Saturday, September 20, 2025

Tetirah

Dalam kehidupan yang kian padat dengan tuntutan, sering kali manusia terjebak dalam arus kesibukan yang tak berujung. Pekerjaan, target, kewajiban sosial, bahkan tekanan dari diri sendiri membuat langkah terasa berat, pikiran penuh sesak, dan hati kian lelah. 

Di titik inilah, tetirah—sebuah kata Jawa yang berarti berhenti sejenak untuk beristirahat dan memulihkan diri—menjadi relevan dan penting. 

Tetirah bukan sekadar liburan, melainkan sebuah jeda yang disadari, di mana seseorang sengaja melepaskan diri dari rutinitas harian, kembali pada keheningan, dan menyelami ulang makna hidup. Dalam tetirah, jiwa yang penat diberi ruang untuk bernapas, tubuh yang lelah diberi kesempatan untuk pulih, dan pikiran yang kusut diluruskan dengan keheningan. 

Saat seseorang melakukan tetirah, ia sesungguhnya sedang merawat dirinya sendiri, seperti seorang petani yang memberi waktu bagi tanah untuk kembali subur setelah lelah ditanami.

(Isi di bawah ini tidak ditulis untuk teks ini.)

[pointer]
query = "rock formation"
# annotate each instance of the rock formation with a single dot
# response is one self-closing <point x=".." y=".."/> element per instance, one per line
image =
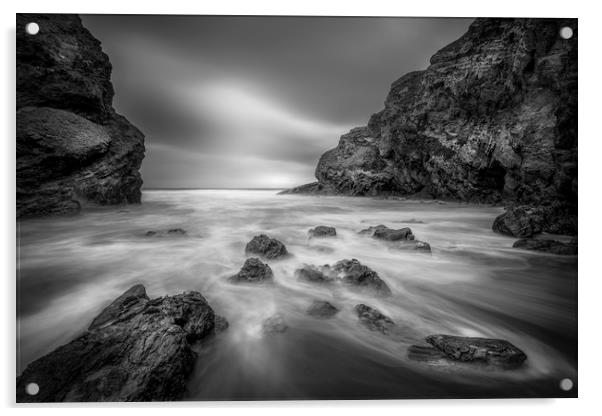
<point x="72" y="147"/>
<point x="492" y="119"/>
<point x="135" y="350"/>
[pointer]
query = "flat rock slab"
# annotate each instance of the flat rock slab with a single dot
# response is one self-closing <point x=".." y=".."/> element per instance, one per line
<point x="322" y="231"/>
<point x="547" y="246"/>
<point x="322" y="309"/>
<point x="373" y="319"/>
<point x="495" y="352"/>
<point x="136" y="350"/>
<point x="253" y="271"/>
<point x="266" y="247"/>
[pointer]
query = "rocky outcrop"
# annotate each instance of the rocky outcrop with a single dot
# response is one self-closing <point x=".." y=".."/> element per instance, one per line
<point x="264" y="246"/>
<point x="492" y="119"/>
<point x="72" y="147"/>
<point x="493" y="352"/>
<point x="253" y="271"/>
<point x="373" y="319"/>
<point x="547" y="246"/>
<point x="322" y="309"/>
<point x="136" y="349"/>
<point x="323" y="231"/>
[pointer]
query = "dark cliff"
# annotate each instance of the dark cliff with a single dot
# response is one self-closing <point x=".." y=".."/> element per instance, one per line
<point x="72" y="147"/>
<point x="492" y="119"/>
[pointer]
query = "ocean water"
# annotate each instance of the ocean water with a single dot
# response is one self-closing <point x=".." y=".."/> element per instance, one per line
<point x="473" y="284"/>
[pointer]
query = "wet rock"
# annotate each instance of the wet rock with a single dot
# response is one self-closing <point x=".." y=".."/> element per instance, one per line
<point x="352" y="272"/>
<point x="313" y="274"/>
<point x="495" y="352"/>
<point x="136" y="350"/>
<point x="253" y="271"/>
<point x="72" y="148"/>
<point x="414" y="245"/>
<point x="322" y="309"/>
<point x="323" y="231"/>
<point x="172" y="232"/>
<point x="547" y="246"/>
<point x="373" y="319"/>
<point x="267" y="247"/>
<point x="274" y="324"/>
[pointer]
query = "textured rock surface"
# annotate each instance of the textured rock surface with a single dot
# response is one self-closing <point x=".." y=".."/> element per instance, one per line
<point x="495" y="352"/>
<point x="373" y="319"/>
<point x="253" y="271"/>
<point x="72" y="147"/>
<point x="323" y="231"/>
<point x="264" y="246"/>
<point x="493" y="118"/>
<point x="352" y="272"/>
<point x="322" y="309"/>
<point x="547" y="246"/>
<point x="136" y="350"/>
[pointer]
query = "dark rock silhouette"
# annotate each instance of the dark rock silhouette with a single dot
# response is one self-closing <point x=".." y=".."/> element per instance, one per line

Dari tetirah, lahirlah energi baru, kejernihan pikiran, dan semangat untuk kembali menempuh perjalanan. 

Manusia bukan mesin yang bisa bekerja tanpa henti. Ia adalah makhluk dengan hati, rasa, dan batin yang juga membutuhkan kehangatan jeda. Dan dalam jeda itulah, kita menemukan kembali siapa diri kita sebenarnya.

Dalam jeda, kita menemukan kesadaran bahwa hidup bukan semata tentang mengejar, tetapi juga tentang merasakan; bukan hanya tentang berlari, tetapi juga tentang berhenti dengan penuh makna. Kesadaran itu tumbuh ketika kita memahami bahwa diri ini bukan ditentukan oleh pencapaian semata, melainkan oleh sejauh mana kita mengenali diri kita sendiri. 

Dari jeda lahirlah pengertian, dari pengertian lahirlah penerimaan, dan dari penerimaan itulah tumbuh keberanian untuk melangkah kembali dengan tenang. Maka, jeda bukanlah kelemahan, melainkan kekuatan yang halus—sebuah momen ketika manusia menemukan kembali siapa dirinya sebenarnya, dan itulah inti dari kesadaran sejati.